そんな、「もしも」を考えたって意味はないのは分かっている。


だけど、そんな「もしも」をどうしても考えてしまう。


「もし、あの時、あのメロンに出会っていなかったらどんな旅になっていたんだろう。」




ん笑?どういうこと笑?



実はイランでは、一つのメロンが旅を大きく変えてくれた出来事があった。


そのメロンとの出会いは今でも鮮明に思い出せる笑

そのメロンはもう見た目から違っていた。
一目ぼれと言ってもいいかもしれない笑



朝ごはんを食べ、

「さあ今日もさわやかな一日の始まりだ。朝日が気持ちいいな。うわー、この丘からの景色やばい!小川がきれいに流れてるわ。チャリ旅やっぱ気持ちいいな。いやー、こんな気持ちよく旅できるなんて、俺って幸せもんだわ。」


…なんて気持ちで自転車をこぎ始めること一時間。


「しんどー。あつー。疲れたー。腹も減ってきたー。今日はフカフカのベットで寝たいなー。ってか眠たい。昼寝したいー。」

たった一時間のサイクリングで見事に気持ちが変わってしまった。


「もう、かなりこいだはずだ」と何度も時計を見るが時計は一向に進んでいない。


「あーあ、こっからまた何時間もこぎ続けるんかー。」



そんな気持ちの良くないサイクリングが始まろうかという時、目の前に一軒の露店が現れた。

見ると、その露店には、見るからに「いいメロン」といった雰囲気のメロンがずらりと並んでいる。

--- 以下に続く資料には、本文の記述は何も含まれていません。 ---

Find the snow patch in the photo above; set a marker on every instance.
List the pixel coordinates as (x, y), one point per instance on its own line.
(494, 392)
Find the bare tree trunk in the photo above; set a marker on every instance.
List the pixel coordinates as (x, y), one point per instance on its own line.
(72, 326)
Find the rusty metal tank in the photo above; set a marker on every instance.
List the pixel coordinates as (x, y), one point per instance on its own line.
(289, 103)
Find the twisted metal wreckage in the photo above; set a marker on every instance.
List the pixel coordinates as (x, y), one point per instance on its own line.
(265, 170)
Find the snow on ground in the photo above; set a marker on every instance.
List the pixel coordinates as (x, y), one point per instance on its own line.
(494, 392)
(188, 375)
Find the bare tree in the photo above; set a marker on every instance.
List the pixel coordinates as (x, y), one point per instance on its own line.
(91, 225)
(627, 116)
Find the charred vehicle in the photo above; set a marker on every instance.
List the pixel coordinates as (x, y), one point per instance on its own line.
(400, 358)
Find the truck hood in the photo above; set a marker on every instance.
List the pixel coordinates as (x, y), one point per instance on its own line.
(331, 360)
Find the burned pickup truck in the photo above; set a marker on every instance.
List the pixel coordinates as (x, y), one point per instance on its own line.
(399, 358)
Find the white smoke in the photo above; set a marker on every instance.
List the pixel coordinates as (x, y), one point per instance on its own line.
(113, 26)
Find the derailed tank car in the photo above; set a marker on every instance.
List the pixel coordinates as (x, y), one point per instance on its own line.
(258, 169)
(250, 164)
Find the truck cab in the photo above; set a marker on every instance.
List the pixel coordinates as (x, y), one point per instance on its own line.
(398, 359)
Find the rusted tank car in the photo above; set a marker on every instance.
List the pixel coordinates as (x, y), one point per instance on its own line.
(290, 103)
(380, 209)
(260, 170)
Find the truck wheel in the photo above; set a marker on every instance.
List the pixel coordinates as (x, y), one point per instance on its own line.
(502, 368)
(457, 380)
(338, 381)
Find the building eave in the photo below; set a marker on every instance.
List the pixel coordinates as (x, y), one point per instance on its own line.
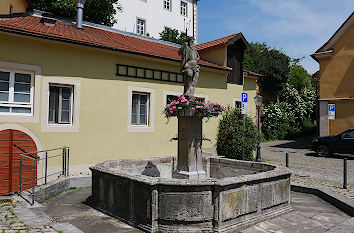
(341, 30)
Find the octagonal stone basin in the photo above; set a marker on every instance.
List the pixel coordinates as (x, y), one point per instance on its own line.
(234, 195)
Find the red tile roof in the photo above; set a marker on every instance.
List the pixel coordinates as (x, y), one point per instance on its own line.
(214, 43)
(91, 36)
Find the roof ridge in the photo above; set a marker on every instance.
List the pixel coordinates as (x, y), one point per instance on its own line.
(95, 37)
(220, 38)
(39, 13)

しかも、ご丁寧なことに、水でしっかりと冷やされているではないか…!


「いやいや、まだチャリこぎ始めて1時間。今日の目的地はあと100㎞以上ある。ビザ取るのに時間かかるから、テヘランまでは予定通り進まないとまずい。こんなチャリこぎ始めてたった1時間で休憩なんてできるはずが…」

そんなことを考えているのに、気持ちとは裏腹にペダルをこぐ足は遅くなる。

そして、気付いたら、ブレーキをかけていた笑。


「うん。そんなあくせくして進んだってしゃーないよな。チャリ旅の醍醐味半減だし…。それに、ちょっとくらいの休憩ならいいだろう。」

「そういえば、これまでかっ飛ばしてすすんできたから、なんだか疲れがたまっている気がするぞ笑。うん、これはきっと神様が止まれって言ってるんだな。そういうことなら仕方がない笑!」


まったく自分で自分を笑えるくらいの気持ちの変わりようだ笑。
つくづく私は自分に甘い笑。

でも、たった一つのメロンを食べるのに、ここまで理由をつけないといけないくらい、ちょっと予定より遅れていたのも事実だ。

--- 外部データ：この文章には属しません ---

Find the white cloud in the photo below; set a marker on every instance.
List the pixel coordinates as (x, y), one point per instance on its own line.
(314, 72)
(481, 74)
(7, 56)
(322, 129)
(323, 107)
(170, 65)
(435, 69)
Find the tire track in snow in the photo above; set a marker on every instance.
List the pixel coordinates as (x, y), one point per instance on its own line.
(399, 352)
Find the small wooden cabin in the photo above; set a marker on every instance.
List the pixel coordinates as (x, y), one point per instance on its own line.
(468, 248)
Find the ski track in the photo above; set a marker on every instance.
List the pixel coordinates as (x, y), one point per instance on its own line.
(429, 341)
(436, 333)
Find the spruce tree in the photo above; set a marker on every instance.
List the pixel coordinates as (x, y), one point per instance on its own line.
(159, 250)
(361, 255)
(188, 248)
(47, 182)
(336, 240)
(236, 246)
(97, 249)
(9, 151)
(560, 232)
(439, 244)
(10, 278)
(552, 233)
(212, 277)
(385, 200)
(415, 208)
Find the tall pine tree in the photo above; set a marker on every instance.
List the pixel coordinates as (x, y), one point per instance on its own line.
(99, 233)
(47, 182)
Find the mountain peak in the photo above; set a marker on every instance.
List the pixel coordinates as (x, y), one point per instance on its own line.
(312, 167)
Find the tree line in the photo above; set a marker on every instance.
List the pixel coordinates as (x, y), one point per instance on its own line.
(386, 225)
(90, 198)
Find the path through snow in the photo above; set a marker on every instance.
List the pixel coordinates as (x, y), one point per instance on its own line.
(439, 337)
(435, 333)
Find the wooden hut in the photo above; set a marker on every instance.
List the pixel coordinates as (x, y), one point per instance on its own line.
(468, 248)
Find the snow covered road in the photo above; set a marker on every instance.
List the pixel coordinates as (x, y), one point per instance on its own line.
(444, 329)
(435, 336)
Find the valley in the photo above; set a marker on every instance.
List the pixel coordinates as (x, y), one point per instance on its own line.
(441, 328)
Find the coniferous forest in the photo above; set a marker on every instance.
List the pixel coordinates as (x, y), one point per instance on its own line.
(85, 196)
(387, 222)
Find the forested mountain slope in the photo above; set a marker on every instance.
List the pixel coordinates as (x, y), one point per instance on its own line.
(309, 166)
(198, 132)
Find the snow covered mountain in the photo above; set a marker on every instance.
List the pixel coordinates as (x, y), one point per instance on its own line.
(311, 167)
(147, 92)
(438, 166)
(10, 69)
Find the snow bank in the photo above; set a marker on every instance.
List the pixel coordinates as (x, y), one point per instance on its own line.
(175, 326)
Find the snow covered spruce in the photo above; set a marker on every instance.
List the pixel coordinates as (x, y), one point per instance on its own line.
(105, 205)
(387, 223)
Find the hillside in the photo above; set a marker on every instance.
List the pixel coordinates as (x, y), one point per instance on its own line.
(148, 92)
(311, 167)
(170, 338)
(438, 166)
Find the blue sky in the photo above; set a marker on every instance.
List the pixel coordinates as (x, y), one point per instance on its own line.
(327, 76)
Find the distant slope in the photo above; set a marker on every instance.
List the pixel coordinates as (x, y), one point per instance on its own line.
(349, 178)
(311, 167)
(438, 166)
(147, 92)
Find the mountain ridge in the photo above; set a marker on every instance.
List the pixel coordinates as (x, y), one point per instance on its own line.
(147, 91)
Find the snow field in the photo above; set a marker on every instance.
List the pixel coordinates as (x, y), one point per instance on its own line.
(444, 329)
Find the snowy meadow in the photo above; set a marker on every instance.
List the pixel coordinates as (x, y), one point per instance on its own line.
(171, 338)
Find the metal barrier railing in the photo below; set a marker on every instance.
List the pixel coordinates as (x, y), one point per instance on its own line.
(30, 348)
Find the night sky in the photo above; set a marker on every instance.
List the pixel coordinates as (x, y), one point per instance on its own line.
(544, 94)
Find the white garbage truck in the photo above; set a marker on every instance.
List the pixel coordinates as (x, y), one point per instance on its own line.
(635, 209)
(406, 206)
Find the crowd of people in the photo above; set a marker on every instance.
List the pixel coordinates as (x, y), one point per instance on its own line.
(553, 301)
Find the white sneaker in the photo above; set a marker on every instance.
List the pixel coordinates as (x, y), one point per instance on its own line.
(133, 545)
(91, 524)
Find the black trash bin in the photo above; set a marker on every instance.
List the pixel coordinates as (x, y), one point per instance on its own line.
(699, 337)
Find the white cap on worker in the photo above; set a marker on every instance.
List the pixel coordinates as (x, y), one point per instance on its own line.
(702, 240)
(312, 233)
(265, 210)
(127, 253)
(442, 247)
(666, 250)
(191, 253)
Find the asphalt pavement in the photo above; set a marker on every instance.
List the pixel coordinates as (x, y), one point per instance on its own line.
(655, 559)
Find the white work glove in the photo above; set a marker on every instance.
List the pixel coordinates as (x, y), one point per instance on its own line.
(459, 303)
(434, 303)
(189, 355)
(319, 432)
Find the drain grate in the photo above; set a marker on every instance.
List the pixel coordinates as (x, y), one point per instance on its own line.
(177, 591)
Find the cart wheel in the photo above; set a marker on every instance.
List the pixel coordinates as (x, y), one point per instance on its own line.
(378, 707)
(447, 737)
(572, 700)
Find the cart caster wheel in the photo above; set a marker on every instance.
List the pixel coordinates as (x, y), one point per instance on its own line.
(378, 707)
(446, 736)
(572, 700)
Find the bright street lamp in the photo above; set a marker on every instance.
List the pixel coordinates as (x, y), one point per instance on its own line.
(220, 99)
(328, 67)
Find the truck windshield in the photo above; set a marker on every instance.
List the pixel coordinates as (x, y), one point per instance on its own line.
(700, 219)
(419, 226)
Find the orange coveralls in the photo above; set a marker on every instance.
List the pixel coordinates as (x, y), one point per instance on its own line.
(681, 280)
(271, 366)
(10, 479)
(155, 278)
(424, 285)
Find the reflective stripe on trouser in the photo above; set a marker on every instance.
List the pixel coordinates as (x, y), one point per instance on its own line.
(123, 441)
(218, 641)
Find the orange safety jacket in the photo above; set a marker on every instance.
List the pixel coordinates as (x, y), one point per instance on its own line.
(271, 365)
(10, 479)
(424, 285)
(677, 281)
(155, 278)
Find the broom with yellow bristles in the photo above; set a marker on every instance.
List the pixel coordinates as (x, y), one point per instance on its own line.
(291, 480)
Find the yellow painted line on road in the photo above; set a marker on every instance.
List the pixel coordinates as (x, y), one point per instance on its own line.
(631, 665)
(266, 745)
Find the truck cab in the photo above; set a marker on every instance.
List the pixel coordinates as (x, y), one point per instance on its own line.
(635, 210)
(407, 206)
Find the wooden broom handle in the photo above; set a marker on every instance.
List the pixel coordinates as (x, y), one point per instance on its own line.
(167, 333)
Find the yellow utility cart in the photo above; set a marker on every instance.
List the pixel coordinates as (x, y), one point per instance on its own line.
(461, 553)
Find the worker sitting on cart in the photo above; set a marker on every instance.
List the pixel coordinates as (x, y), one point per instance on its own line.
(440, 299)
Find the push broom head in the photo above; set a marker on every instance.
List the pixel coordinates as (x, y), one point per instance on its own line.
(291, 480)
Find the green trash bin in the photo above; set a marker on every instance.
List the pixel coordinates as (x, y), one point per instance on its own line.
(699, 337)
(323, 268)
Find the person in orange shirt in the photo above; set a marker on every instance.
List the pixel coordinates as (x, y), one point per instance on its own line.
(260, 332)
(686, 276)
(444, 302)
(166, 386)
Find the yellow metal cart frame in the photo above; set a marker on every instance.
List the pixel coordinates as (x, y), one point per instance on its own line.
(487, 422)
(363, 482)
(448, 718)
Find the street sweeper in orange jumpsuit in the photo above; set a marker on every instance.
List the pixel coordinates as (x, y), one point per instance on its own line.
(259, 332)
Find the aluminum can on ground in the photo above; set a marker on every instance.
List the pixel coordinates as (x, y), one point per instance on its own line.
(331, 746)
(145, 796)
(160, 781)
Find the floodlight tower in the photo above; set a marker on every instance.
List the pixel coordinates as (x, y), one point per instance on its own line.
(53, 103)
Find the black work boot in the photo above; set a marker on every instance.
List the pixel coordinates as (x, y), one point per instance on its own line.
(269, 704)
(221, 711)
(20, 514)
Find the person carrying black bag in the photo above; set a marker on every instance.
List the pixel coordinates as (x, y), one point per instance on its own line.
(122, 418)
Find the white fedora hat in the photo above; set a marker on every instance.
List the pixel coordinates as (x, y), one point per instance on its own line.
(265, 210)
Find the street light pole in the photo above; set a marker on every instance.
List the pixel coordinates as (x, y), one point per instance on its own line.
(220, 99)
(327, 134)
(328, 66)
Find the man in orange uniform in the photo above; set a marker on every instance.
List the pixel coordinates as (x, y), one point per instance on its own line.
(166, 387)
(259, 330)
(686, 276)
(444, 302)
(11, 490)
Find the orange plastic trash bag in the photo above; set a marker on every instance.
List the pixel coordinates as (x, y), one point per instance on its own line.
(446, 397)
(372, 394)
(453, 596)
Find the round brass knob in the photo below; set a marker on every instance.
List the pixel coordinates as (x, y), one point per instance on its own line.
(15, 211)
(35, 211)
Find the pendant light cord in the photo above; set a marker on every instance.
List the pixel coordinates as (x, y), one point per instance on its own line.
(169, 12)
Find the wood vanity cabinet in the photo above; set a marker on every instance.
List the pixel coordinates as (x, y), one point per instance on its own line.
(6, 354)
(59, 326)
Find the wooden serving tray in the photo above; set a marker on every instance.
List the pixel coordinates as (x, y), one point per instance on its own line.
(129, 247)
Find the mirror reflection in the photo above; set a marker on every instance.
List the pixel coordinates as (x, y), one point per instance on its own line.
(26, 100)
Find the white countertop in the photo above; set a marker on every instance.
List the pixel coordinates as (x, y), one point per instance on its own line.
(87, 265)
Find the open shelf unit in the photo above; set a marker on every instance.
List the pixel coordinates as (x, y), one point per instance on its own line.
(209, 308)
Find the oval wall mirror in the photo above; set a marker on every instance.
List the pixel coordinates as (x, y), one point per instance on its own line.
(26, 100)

自転車を停め、メロンをもらおうと人を探したが、どこにも見当たらない。
おかしいなーと思って裏側にいくと、店の人たちは裏でチャイを飲んでいた。

「サローン!チャイ?」

さっそく、お茶のお誘いだ。

誘われたのを無下に断るの失礼なので(言い訳)、ありがたく輪に加わらせてもらうことに。


汚れたカップで、朝からみんな輪になって、ニコニコしながら、チャイを飲む。

なんとも気持ちがいい。


砂糖をかき混ぜるスプーンがないので、藁屋根の藁(ワラ)を一本ちぎってマドラーの変わりにする。
ちょっと藁が混じったって全く気にならない。

いつからだろう。
汚れた食器や、少しぐらい飲食物が汚れても気にならなくなったのは。


(ちなみに、イランでは、紅茶と砂糖を混ぜるのにスプーンやマドラーは使いません。
どうしているかと言うと、先に角砂糖を口の中にいれ、奥歯ではさんだまま、紅茶を飲みます。

この飲み方に慣れると、砂糖を紅茶に混ぜて飲むより、紅茶本来の味がより味わいやすいです。
ただ、この時はこの飲み方が分かっていませんでした。)


すっかり満ち足りた気持ちになり、くつろいでいると、「メロン?」と聞かれた。
ああ、そうだった。そのために止まったんだった笑。


そして、お待ちかねのメロンとのご対面。


一口食べて衝撃を受けた!

一口口に入れると、じゅわっと果汁が口の中いっぱいに広がる。
その甘さがつーんと頭のてっぺんまで伝わり、一瞬頭が真っ白になる。
そして、じんわりと指先から足先まで甘さが染み渡っていくのが分かり、ふわーっと体が浮いたような気持ちになる。

じゅわっ、つーん、ふわー。

じゅわっ、つーん、ふわー…。


「なんだこれー!!!!!」

思わず心の中で叫んでしまう。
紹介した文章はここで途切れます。